The catalytic residues of Escherichia coli γ-glutamylcysteine synthetase (GshA) are not yet characterized. Using Escherichia coli GshA tertiary structure (pdb id: 1v4gA [53]) we predicted catalytic residues for this enzyme. From the subset of top 20 predicted residues (Additional file 2: Table S8), we mutated R330 (rank 1), R235 (rank 11), Y131, (rank 16) and R132 (rank 20) to investigate their role in catalysis using previously described in vivo and in vitro assays [54]. Preliminary studies show no enzymatic activity for R330A mutant and reduced activity for mutants of R235, R132, and Y131 (Additional file 2: Figure S13 and Table S9) suggesting these could play a role in catalysis. Interestingly, R330 structural equivalent in GshA homologue from Saccharomyces cerevisiae (Sc-γ-GCS) (pdb id: 3ig5) is R472, which has also been suggested to be a catalytic residue [55]. Further detailed study is required to investigate specific role of R330 in catalysis.

CSmetaPred and CSmetaPred_poc are provided as a webserver, which is accessible at http://14.139.227.206/csmetapred/. This server can take sequence or structure as an input. In CSmetaPred server we use our in-house recoded EXIA2. The comparison of residue ranks between original EXIA2 server result and our coded program is shown in Additional file 2: Figure S14.

Conclusions

We have developed meta-approach based catalytic residue prediction methods viz. CSmetaPred and CSmetaPred_poc that combine residue scores from four well known catalytic residue prediction methods. Based on visual and quantitative analysis of ROC and PR curves on benchmark datasets (including 3 legacy datasets), CSmetaPred shows improved prediction over its constituent methods. This approach of combining residues is simple yet effective in ranking catalytic residues. CSmetaPred_poc further improves prediction performance by including predicted pockets from LIGSITE and Fpocket. The assessment based on both ROC and PR curves shows that CSmetaPred_poc is the best of evaluated approaches.

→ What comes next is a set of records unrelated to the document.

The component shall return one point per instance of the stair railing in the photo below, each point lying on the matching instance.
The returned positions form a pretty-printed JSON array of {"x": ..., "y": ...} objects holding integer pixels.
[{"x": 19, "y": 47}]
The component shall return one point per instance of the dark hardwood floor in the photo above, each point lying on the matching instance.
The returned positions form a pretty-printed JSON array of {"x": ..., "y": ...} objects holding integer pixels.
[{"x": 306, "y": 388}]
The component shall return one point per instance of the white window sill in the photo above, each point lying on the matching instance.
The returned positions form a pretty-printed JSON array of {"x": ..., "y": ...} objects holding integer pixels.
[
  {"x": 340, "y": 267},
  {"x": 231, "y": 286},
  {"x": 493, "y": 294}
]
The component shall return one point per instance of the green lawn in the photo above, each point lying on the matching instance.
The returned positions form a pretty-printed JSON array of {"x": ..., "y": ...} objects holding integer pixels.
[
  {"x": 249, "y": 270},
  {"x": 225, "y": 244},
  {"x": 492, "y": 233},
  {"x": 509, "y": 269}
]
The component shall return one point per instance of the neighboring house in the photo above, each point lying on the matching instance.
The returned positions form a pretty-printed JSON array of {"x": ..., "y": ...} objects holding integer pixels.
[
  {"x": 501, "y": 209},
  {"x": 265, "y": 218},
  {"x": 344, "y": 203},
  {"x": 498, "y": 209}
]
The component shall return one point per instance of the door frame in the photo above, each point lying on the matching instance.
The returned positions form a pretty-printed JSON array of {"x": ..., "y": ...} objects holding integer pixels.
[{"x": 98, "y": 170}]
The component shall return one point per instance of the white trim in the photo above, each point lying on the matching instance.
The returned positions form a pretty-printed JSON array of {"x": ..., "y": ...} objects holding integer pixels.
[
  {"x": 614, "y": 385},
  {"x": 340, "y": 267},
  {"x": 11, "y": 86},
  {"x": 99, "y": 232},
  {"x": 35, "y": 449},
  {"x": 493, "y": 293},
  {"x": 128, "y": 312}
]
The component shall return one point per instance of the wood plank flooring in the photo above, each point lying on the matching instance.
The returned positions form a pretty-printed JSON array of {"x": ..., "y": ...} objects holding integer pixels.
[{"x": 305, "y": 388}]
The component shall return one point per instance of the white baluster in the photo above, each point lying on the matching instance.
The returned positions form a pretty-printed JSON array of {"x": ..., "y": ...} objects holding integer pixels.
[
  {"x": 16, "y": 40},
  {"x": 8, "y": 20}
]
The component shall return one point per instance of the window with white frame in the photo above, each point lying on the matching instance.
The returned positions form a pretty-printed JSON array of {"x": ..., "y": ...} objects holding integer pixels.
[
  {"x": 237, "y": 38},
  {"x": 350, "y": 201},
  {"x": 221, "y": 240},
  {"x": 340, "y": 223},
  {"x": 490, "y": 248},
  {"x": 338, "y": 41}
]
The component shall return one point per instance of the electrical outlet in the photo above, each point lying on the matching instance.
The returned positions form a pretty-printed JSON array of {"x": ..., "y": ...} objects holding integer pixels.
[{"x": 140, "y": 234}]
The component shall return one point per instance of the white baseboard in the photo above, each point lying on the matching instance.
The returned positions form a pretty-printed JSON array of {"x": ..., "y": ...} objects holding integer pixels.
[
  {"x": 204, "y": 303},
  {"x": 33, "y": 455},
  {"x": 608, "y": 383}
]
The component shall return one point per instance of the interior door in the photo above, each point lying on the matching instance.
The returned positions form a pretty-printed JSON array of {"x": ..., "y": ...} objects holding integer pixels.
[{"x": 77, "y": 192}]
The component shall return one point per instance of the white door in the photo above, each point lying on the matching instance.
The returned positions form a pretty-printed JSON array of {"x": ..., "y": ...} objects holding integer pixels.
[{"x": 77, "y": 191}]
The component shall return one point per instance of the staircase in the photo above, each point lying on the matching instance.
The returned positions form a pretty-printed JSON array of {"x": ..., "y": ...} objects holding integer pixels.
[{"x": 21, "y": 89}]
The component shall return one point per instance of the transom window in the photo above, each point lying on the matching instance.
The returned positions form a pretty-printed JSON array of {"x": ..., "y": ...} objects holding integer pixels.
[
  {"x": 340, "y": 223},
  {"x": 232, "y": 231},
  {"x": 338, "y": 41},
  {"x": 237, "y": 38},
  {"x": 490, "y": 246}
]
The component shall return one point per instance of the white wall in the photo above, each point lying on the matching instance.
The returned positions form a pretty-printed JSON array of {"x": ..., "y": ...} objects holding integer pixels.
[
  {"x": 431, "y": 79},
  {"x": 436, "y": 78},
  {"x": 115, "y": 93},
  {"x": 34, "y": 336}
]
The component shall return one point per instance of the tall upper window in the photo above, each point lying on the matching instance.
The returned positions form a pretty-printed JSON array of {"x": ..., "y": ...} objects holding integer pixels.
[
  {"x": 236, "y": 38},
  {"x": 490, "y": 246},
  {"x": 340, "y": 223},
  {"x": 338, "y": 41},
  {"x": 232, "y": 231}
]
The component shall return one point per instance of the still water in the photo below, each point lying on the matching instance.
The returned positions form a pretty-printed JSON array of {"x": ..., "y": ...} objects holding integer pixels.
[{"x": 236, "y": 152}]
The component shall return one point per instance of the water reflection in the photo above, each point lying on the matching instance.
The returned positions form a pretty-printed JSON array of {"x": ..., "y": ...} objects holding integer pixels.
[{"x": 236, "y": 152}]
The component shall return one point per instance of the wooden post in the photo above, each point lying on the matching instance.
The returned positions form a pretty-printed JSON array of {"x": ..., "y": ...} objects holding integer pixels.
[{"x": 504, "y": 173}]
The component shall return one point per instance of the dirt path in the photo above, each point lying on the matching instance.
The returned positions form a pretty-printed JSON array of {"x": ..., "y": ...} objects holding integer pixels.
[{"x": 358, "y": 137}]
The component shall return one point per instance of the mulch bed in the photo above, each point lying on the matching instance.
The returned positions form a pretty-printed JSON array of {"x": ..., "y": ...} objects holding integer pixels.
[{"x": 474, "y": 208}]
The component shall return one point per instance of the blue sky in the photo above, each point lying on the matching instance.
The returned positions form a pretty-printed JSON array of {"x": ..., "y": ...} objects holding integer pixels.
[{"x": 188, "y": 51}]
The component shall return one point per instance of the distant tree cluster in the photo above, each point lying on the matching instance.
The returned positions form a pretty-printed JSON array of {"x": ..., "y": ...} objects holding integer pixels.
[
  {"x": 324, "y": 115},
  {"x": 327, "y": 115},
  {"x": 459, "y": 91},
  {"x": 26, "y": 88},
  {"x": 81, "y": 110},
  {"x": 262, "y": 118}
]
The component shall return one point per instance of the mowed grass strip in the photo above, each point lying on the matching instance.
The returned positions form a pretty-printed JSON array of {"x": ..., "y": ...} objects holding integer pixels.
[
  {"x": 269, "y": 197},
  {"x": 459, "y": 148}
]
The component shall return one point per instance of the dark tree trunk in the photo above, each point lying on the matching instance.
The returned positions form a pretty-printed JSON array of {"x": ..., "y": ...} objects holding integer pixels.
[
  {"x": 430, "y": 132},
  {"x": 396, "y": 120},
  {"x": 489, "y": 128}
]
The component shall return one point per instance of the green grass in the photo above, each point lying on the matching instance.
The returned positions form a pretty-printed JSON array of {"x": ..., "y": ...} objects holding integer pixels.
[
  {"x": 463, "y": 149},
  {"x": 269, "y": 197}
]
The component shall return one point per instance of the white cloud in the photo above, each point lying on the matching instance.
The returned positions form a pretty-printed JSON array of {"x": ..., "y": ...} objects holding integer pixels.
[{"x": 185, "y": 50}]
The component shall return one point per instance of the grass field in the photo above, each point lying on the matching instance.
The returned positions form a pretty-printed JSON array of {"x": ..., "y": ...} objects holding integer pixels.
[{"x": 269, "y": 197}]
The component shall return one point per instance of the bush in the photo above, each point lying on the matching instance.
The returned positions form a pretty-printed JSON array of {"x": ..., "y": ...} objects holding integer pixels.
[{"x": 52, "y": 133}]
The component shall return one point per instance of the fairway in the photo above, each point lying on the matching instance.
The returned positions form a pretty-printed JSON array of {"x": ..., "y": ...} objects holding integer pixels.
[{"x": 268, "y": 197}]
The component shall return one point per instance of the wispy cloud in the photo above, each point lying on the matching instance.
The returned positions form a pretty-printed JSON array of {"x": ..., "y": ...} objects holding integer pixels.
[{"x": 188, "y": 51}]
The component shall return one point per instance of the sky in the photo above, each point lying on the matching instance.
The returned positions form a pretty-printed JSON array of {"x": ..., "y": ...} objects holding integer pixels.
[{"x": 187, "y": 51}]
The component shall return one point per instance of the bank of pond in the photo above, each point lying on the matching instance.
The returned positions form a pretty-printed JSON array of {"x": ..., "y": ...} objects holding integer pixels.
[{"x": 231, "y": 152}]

Importantly, known catalytic residues are at lower ranked (better) positions in prediction by both meta-predictors. This is also evident from the lowest median predicted rank of catalytic residues from CSmetaPred_poc in all datasets. CSmetaPred_poc achieves prediction accuracy of 0.94 on CSAMAC dataset taking residues below rank 20 as true positives. Moreover, on the same dataset CSmetaPred_poc predicted all catalytic residues for ~73% of enzymes within top 20 ranks. The benchmarking of CSmetaPred_poc on comparative modelled structures showed that predicted tertiary structures could be used reliably for catalytic residue predictions in absence of experimentally determined structures. These analyses suggest that meta-predictors could assist experimentalists in their efforts to experimentally identify and characterize catalytic residues by prioritizing residues for mutational studies.